When she moved to California, her new middle school recommended an evaluation for one of the twins. Rumbarger’s daughter then got an individualized education program that gave her accommodations and interventions to do well in reading.

That wasn’t the case soon after in North Carolina, where Rumbarger says she repeatedly petitioned her Wake County school, West Cary Middle, to have both of her daughters evaluated for a learning disability, even though records from California indicated one had been diagnosed with dyslexia and both were testing below grade level in reading.

The interventions the Wake school eventually provided didn’t align with what the private tutors were doing at home, and the school wouldn’t provide another program. Rumbarger was still paying for the at-home tutoring. Eventually, Rumbarger enrolled her daughters in a private school. The private school doesn’t have a federally funded special education program, so she still pays thousands of dollars for private tutoring for her daughters. But Rumbarger prefers the smaller class sizes and that her daughters get more feedback on what they got wrong on tests.

What parents say they need

Parents credit individual, intensive instruction for being the most effective for their children.

Beth DiFazio, whose three sons have attended Riverwood and Riverdale elementary schools in Johnston County, has had more positive experiences than some of other Triangle parents of children with dyslexia.

DiFazio didn’t recognize any learning challenges with her oldest son, now a fifth-grader, until the COVID-19 pandemic in 2020, when many students were forced to learn from home. He couldn’t pass his reading assessments and mixed up his B’s, P’s and D’s, but he read entire picture books aloud. She realized he had memorized the words and wasn’t reading them with his eyes.

DiFazio paid for a private neuropsychological assessment while the school was still closed, got a dyslexia diagnosis and took the results to Riverwood.

There, teachers and officials agreed with the findings and even tested for vision, hearing and speech issues to make sure her son didn’t have any other challenges. Within two months, DiFazio’s son had an individualized education program with provisions to help him succeed, including 75 minutes of extra help in individual or small-group sessions each day.

He can now sound out words he’s never seen before. He feels he belongs in the classroom alongside his friends, instead of feeling ashamed while staring at a piece of paper he couldn’t read, DiFazio said.

“We've seen such a 180 shift,” she said, adding that he’s happy, less anxious and wants to go to school.

Her younger twin sons are now benefiting from Science of Reading-based instruction in the younger grades at Riverdale, and they are reading fluidly, she said.

But parent satisfaction can vary widely school-to-school. A big factor is whether school administrators understand dyslexia and whether their school has an appropriate program for dyslexic students that’s fully staffed.
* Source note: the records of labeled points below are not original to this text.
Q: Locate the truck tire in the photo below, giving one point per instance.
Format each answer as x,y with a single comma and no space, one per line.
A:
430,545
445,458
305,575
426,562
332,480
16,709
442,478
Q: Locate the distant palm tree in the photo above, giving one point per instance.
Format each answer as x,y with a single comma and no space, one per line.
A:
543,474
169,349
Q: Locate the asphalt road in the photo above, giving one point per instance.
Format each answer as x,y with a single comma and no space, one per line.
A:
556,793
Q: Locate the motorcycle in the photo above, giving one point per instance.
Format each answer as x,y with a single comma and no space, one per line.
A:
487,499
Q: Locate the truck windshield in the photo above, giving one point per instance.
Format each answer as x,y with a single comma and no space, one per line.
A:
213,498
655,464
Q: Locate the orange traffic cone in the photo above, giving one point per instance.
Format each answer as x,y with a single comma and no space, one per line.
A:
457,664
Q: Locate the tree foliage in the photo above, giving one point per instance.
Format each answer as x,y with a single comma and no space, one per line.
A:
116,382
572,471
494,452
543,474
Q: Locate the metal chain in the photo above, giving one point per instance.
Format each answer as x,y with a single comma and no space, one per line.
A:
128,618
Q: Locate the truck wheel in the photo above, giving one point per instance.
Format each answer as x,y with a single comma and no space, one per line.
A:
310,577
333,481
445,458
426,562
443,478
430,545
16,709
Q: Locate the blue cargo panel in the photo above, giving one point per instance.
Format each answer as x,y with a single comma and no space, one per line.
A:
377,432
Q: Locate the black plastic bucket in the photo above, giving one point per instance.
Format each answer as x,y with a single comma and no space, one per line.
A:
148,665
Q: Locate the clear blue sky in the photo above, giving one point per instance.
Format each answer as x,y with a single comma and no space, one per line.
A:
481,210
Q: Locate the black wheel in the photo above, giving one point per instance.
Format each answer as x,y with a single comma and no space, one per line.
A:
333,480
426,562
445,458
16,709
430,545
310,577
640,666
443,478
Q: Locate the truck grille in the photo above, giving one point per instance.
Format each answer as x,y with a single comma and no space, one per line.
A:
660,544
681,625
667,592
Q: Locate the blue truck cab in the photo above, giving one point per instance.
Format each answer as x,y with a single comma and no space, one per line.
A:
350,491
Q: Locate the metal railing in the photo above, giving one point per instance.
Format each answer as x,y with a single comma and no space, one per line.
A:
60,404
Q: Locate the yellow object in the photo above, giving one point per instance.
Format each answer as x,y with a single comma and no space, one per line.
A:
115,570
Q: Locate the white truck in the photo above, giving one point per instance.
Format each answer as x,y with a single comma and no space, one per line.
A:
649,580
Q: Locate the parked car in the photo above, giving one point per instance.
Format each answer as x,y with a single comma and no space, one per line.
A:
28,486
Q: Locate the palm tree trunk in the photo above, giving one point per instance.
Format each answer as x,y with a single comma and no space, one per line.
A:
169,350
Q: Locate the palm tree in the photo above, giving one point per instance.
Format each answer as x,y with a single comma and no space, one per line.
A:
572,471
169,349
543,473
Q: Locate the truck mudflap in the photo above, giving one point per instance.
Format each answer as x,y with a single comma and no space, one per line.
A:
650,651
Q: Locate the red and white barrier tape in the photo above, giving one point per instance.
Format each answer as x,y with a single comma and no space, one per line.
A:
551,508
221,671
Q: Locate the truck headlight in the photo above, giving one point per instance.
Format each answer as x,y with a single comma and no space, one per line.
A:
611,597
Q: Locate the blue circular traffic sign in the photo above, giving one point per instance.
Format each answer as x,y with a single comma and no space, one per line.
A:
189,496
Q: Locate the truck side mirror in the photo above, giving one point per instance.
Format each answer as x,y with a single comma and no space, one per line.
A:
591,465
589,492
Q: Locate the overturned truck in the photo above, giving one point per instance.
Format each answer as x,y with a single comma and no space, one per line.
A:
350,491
Candice Robinson was an administrator at the charter school, the Exploris K-2 campus in Raleigh, her dyslexic daughter attended but ultimately had to file legal action against the school to get her daughter services when she couldn’t read as a second-grader. Robinson ended up paying out-of-pocket for tutoring. After moving to a new charter school in third grade, where her special education teacher coordinated with the private tutor, her daughter became a fluid reader by the end of fifth grade.

Robinson says ongoing changes to reading instruction are a good thing, and they’re only a start.

“The [training] isn't really going to do a whole lot other than to say, from the state perspective, every K-6 teacher was trained on how to teach reading,” said Robinson, who now teaches in the Wake County Public School System. “It still comes down to having to have the appropriate materials and having the curriculum and the instructional time to implement that, so that it's done with fidelity. And we don't just do it one day, and then forget it the next day, because we didn't have time to do it. So I think it's a great beginning.”